The 1.65-mile area spans from near the M&H gas station — a wide swath of road that, before Interstate 35 expanded, was the premiere road into downtown Duluth — to the Waste Management center on the 3100 block.

West Superior Street is the main artery through a neighborhood that has in recent years been defined by the hand-crafted aesthetic of some of the small businesses that have set up here: Bent Paddle Brewing Company, Frost River, the Duluth Folk School and a handful of eateries owned by Tom Hanson, including OMC Smokehouse, Corktown Deli & Brews and a new burger joint expected to open in mid-May.

At the same time, it's in a neighborhood with a 39% poverty rate — about double the city's overall number — and where 40 percent of households do not have a car, according to James Gittemeier, senior transportation planner for the city. West Superior Street runs alongside I-35, and is crossed over by Interstate 535 and Hwy. 53. The Minnesota Department of Transportation has been working on the $435 million Twin Ports Interchange in this area for about two years.

"This neighborhood bears the brunt of regional transportation infrastructure," Gittemeier said. "In this grant application, we were making the case that the [West] Superior Street project would be the other side of that. We could really focus on the neighborhood and its needs while all this regional infrastructure is getting rebuilt."
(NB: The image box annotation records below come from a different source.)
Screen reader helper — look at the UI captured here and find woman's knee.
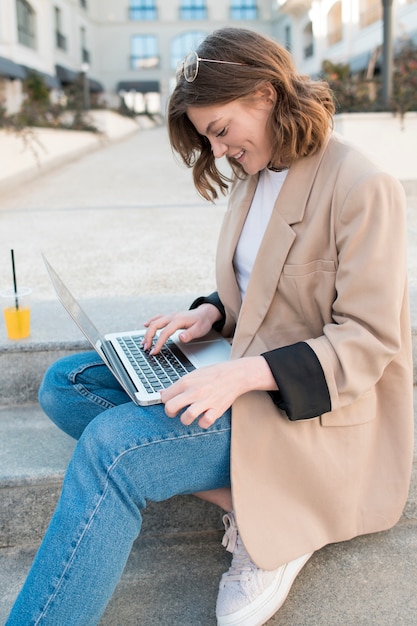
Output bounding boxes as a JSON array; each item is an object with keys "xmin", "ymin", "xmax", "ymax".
[{"xmin": 38, "ymin": 353, "xmax": 102, "ymax": 439}]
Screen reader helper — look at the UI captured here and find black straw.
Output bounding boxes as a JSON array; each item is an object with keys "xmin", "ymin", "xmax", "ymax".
[{"xmin": 10, "ymin": 250, "xmax": 19, "ymax": 311}]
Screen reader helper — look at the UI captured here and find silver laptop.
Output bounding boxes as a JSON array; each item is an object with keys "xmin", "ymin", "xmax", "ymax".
[{"xmin": 42, "ymin": 254, "xmax": 231, "ymax": 405}]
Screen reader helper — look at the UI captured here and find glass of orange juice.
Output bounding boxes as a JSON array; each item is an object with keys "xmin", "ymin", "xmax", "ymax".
[{"xmin": 0, "ymin": 287, "xmax": 32, "ymax": 339}]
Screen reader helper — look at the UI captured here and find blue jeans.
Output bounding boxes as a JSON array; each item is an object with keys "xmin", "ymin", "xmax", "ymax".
[{"xmin": 6, "ymin": 352, "xmax": 230, "ymax": 626}]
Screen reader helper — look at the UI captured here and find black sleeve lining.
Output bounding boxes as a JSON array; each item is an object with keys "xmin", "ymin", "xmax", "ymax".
[{"xmin": 262, "ymin": 341, "xmax": 331, "ymax": 421}]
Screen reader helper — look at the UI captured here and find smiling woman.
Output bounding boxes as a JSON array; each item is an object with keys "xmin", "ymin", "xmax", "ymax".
[
  {"xmin": 7, "ymin": 28, "xmax": 413, "ymax": 626},
  {"xmin": 168, "ymin": 28, "xmax": 335, "ymax": 199}
]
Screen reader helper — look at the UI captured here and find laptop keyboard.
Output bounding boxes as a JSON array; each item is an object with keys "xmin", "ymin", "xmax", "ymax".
[{"xmin": 117, "ymin": 335, "xmax": 195, "ymax": 393}]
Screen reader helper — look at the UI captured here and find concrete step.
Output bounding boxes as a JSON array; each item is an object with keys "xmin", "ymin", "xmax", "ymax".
[
  {"xmin": 0, "ymin": 293, "xmax": 199, "ymax": 406},
  {"xmin": 0, "ymin": 521, "xmax": 417, "ymax": 626},
  {"xmin": 0, "ymin": 388, "xmax": 417, "ymax": 547},
  {"xmin": 0, "ymin": 405, "xmax": 226, "ymax": 548},
  {"xmin": 0, "ymin": 282, "xmax": 417, "ymax": 406}
]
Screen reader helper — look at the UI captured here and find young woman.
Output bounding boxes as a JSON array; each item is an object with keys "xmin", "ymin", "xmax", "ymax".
[{"xmin": 7, "ymin": 28, "xmax": 413, "ymax": 626}]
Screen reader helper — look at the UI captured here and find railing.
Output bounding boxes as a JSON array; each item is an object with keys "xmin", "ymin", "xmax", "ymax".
[{"xmin": 128, "ymin": 7, "xmax": 158, "ymax": 21}]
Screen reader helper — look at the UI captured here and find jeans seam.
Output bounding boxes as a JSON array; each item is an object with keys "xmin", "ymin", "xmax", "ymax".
[
  {"xmin": 73, "ymin": 382, "xmax": 117, "ymax": 409},
  {"xmin": 34, "ymin": 427, "xmax": 230, "ymax": 626}
]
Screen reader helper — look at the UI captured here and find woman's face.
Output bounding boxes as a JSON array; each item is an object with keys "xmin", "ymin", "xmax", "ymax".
[{"xmin": 187, "ymin": 92, "xmax": 273, "ymax": 174}]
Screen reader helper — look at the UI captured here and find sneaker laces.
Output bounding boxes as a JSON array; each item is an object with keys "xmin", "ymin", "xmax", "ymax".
[
  {"xmin": 222, "ymin": 512, "xmax": 257, "ymax": 584},
  {"xmin": 222, "ymin": 511, "xmax": 238, "ymax": 553}
]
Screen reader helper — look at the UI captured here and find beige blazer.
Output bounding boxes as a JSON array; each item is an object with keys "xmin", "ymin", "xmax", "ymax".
[{"xmin": 217, "ymin": 134, "xmax": 413, "ymax": 569}]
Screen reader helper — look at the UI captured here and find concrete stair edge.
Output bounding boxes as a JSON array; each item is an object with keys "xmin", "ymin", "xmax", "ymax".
[{"xmin": 0, "ymin": 290, "xmax": 417, "ymax": 406}]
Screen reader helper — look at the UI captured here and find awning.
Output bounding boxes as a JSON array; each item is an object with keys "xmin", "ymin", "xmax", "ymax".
[
  {"xmin": 348, "ymin": 50, "xmax": 371, "ymax": 74},
  {"xmin": 0, "ymin": 57, "xmax": 26, "ymax": 80},
  {"xmin": 116, "ymin": 80, "xmax": 161, "ymax": 93},
  {"xmin": 21, "ymin": 65, "xmax": 61, "ymax": 89},
  {"xmin": 88, "ymin": 78, "xmax": 104, "ymax": 93},
  {"xmin": 55, "ymin": 65, "xmax": 79, "ymax": 85}
]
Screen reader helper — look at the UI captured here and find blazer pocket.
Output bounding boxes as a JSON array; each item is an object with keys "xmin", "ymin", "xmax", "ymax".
[
  {"xmin": 320, "ymin": 389, "xmax": 377, "ymax": 427},
  {"xmin": 283, "ymin": 259, "xmax": 336, "ymax": 276}
]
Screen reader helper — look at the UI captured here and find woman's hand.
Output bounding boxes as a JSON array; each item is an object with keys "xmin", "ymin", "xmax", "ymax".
[
  {"xmin": 161, "ymin": 356, "xmax": 277, "ymax": 428},
  {"xmin": 143, "ymin": 303, "xmax": 221, "ymax": 354}
]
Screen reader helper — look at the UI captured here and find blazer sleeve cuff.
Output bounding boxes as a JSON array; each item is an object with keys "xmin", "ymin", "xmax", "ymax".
[
  {"xmin": 262, "ymin": 341, "xmax": 331, "ymax": 421},
  {"xmin": 190, "ymin": 291, "xmax": 226, "ymax": 333}
]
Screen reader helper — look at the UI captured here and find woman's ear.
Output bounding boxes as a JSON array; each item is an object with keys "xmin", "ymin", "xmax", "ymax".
[{"xmin": 255, "ymin": 82, "xmax": 277, "ymax": 109}]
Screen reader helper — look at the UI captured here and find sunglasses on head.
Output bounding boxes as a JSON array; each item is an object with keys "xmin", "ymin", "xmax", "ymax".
[{"xmin": 177, "ymin": 52, "xmax": 245, "ymax": 83}]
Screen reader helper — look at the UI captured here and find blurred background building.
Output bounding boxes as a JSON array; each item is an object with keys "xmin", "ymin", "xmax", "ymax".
[{"xmin": 0, "ymin": 0, "xmax": 417, "ymax": 113}]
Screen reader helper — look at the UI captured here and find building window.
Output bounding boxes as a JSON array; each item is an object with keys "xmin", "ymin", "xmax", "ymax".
[
  {"xmin": 129, "ymin": 0, "xmax": 158, "ymax": 20},
  {"xmin": 230, "ymin": 0, "xmax": 258, "ymax": 20},
  {"xmin": 359, "ymin": 0, "xmax": 382, "ymax": 28},
  {"xmin": 130, "ymin": 35, "xmax": 159, "ymax": 70},
  {"xmin": 80, "ymin": 26, "xmax": 91, "ymax": 63},
  {"xmin": 171, "ymin": 31, "xmax": 207, "ymax": 70},
  {"xmin": 327, "ymin": 1, "xmax": 343, "ymax": 46},
  {"xmin": 55, "ymin": 7, "xmax": 67, "ymax": 50},
  {"xmin": 303, "ymin": 22, "xmax": 314, "ymax": 59},
  {"xmin": 180, "ymin": 0, "xmax": 207, "ymax": 20},
  {"xmin": 16, "ymin": 0, "xmax": 36, "ymax": 48}
]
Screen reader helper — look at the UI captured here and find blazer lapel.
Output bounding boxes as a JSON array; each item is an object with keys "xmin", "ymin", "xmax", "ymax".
[{"xmin": 217, "ymin": 142, "xmax": 327, "ymax": 358}]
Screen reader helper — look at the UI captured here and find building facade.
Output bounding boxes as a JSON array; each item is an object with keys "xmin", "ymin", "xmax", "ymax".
[
  {"xmin": 0, "ymin": 0, "xmax": 417, "ymax": 112},
  {"xmin": 273, "ymin": 0, "xmax": 417, "ymax": 76}
]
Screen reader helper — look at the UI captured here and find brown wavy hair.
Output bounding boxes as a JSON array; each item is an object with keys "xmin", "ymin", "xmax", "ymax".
[{"xmin": 168, "ymin": 28, "xmax": 335, "ymax": 200}]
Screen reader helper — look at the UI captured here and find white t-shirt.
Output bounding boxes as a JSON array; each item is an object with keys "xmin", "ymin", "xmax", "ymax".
[{"xmin": 233, "ymin": 169, "xmax": 288, "ymax": 300}]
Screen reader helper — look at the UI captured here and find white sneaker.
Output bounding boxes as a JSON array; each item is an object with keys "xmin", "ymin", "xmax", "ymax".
[{"xmin": 216, "ymin": 513, "xmax": 311, "ymax": 626}]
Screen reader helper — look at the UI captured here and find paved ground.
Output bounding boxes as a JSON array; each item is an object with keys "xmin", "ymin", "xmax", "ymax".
[
  {"xmin": 0, "ymin": 127, "xmax": 417, "ymax": 308},
  {"xmin": 0, "ymin": 127, "xmax": 226, "ymax": 300}
]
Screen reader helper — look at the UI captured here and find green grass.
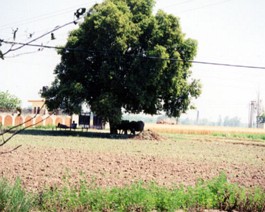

Residents of the neighborhood have been asking for various improvements since at least the early 2000s, according to Alex Popp, project engineer for the city. The RAISE grant has turned improvements into a key city project.

"The road and the utilities mostly work, they're just not as good as they could be," Popp said. "Now we're able to get in there and fix them and rebuild the street in a manner that serves the current and future users of the corridor."

Construction is expected to begin in the spring of 2026 and run through the fall of 2028. Between now and the end of the year there will be environmental reviews and community outreach.

A recent informal information session held at the Lincoln Park Community Center drew dozens of neighbors. Some placed sticky notes with comments or suggestions on a map of the proposed construction area: "more trees," "protected bike lane," "tourists have no idea there is such a cool park [nearby]."

LaFleur said that in the past five years, this district has grown to include 70 local businesses — up from 20. Parking is the Lincoln Park neighborhood's biggest need, in addition to shifting the bike lane from its current route on West Superior Street to West Michigan Street, which runs parallel.

"It will be an inconvenience for a few years," she said. "But the outlook on the horizon is much brighter."